Em 2025, Nadia Cohen, a viúva, recebeu um convite para se reunir, no Knesset, com o primeiro-ministro Benjamin Netanyahu e David Barnea, diretor do Mossad. “Havia fotógrafos lá, e eu não tinha ideia do que iria ver ou ouvir”, declarou ela à mídia israelense.
Na entrevista, Nadia expressou uma frustração: a falta da aliança de casamento. “Eu sonhava em tê-la. Dedi (David Barnea) não me mostrou um anel, e eu estava incrivelmente tensa. Havia uma mesa comprida, coberta por documentos e alguns poucos itens. Eu me sentei ao lado do primeiro-ministro, e ele disse, ‘Este é nosso presente, conseguimos na Síria’. Eu não consegui acreditar no que via. Estava profundamente emocionada”, relatou a viúva.
Ao anunciar a repatriação dos arquivos, Israel não detalhou como os obteve, limitando-se a declarar ser resultado de “uma operação complexa e secreta, em cooperação com um serviço de inteligência estrangeiro aliado”.
Especulações e versões proliferaram na tentativa de destrinchar a operação. Houve quem apontasse participação da Turquia, aliada do novo governo sírio, apesar das desgastadas relações entre Ancara e Jerusalém.
Segundo a agência de notícias Reuters, a entrega dos documentos a Israel recebeu sinal verde do novo governo sírio, no que seria um gesto de boa vontade de Damasco em relação a Israel e ao presidente Donald Trump, que recentemente reconheceu o regime dos rebeldes responsáveis pela derrubada da ditadura de Bashar Al-Assad, em dezembro passado.
Segundo uma das versões, rebeldes liderados pelo atual líder sírio, Ahmad Al-Sharaa, encontraram o chamado Dossiê Cohen num prédio dos serviços de segurança da ditadura Al-Assad. Outro relato, publicado no Líbano, trouxe outros detalhes: o material estaria nos arquivos do Escritório de Segurança Nacional e a apenas alguns quilômetros da residência do ditador sírio. O prédio, ao contrário da maioria das instalações dos serviços de segurança da Síria, atravessou intacto os 14 anos de guerra no país.

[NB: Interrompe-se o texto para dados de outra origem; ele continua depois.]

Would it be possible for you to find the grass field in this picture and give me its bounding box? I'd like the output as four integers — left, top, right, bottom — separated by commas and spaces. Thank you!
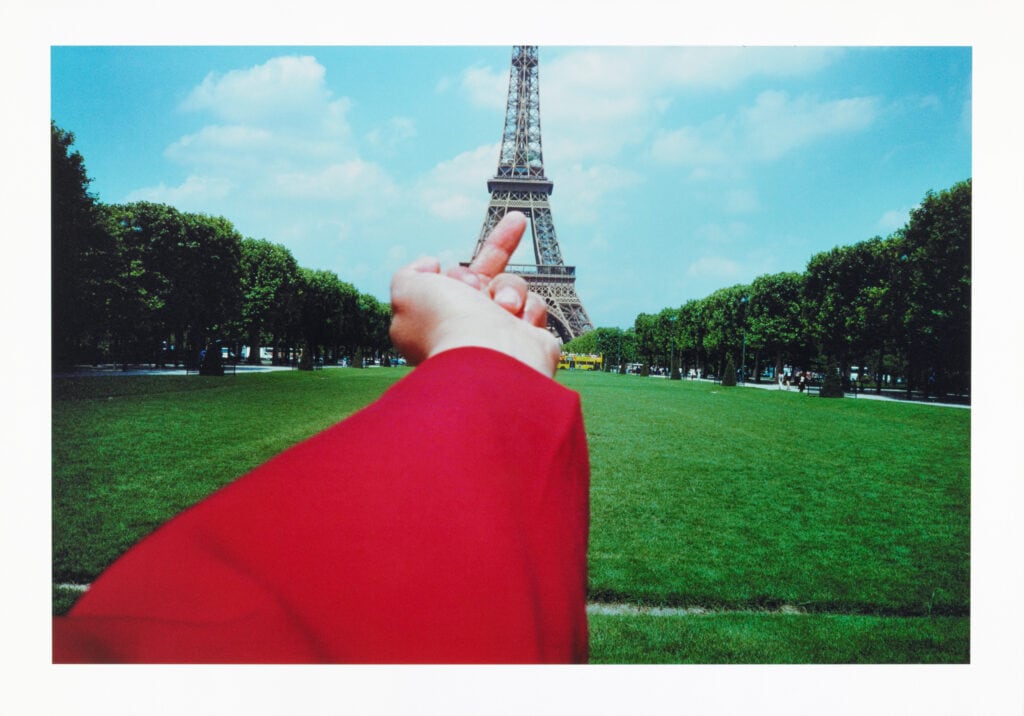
53, 369, 971, 664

Nadia Cohen rechaçou a ideia de participação do novo governo sírio na entrega dos arquivos. Já sua filha, Sophie Ben-Dor, em entrevista ao site Ynet, disse esperar que os itens recuperados possam trazer pistas sobre o local onde seu pai esteja enterrado. “O problema é que não há uma indicação clara, ninguém que saiba com certeza. Há muitos que dizem saber, que tentam vender informação, que desejam ser parte da história ou lucrar com ela. O Mossad tem muito trabalho para fazer para achar a pista real”.

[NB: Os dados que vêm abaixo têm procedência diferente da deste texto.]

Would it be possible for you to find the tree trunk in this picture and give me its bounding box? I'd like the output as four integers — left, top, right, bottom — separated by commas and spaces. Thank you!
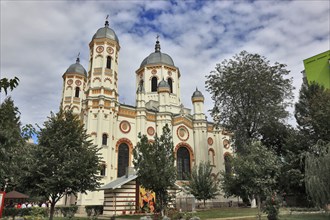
49, 201, 55, 220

Anos atrás, o serviço de inteligência israelense descobriu que Eli Cohen havia sido enterrado no cemitério judaico de Damasco. No entanto, seus restos mortais foram transladados para outros locais várias vezes, em iniciativas para dificultar o trabalho do Mossad. Hoje, especialistas israelenses acreditam que até as autoridades sírias desconheçam o paradeiro.
Sophie Ben-Dor, no entanto, acredita que as pistas possam estar com Bashar Al-Assad, que hoje vive na Rússia. “Espero que Trump nos ajude. Espero que ele nos ajude com Putin, que poderia falar com Assad e obter informações dele.”
Jaime Spitzcovsky colaborador da Folha de S.Paulo, foi correspondente do jornal em Moscou e em Pequim.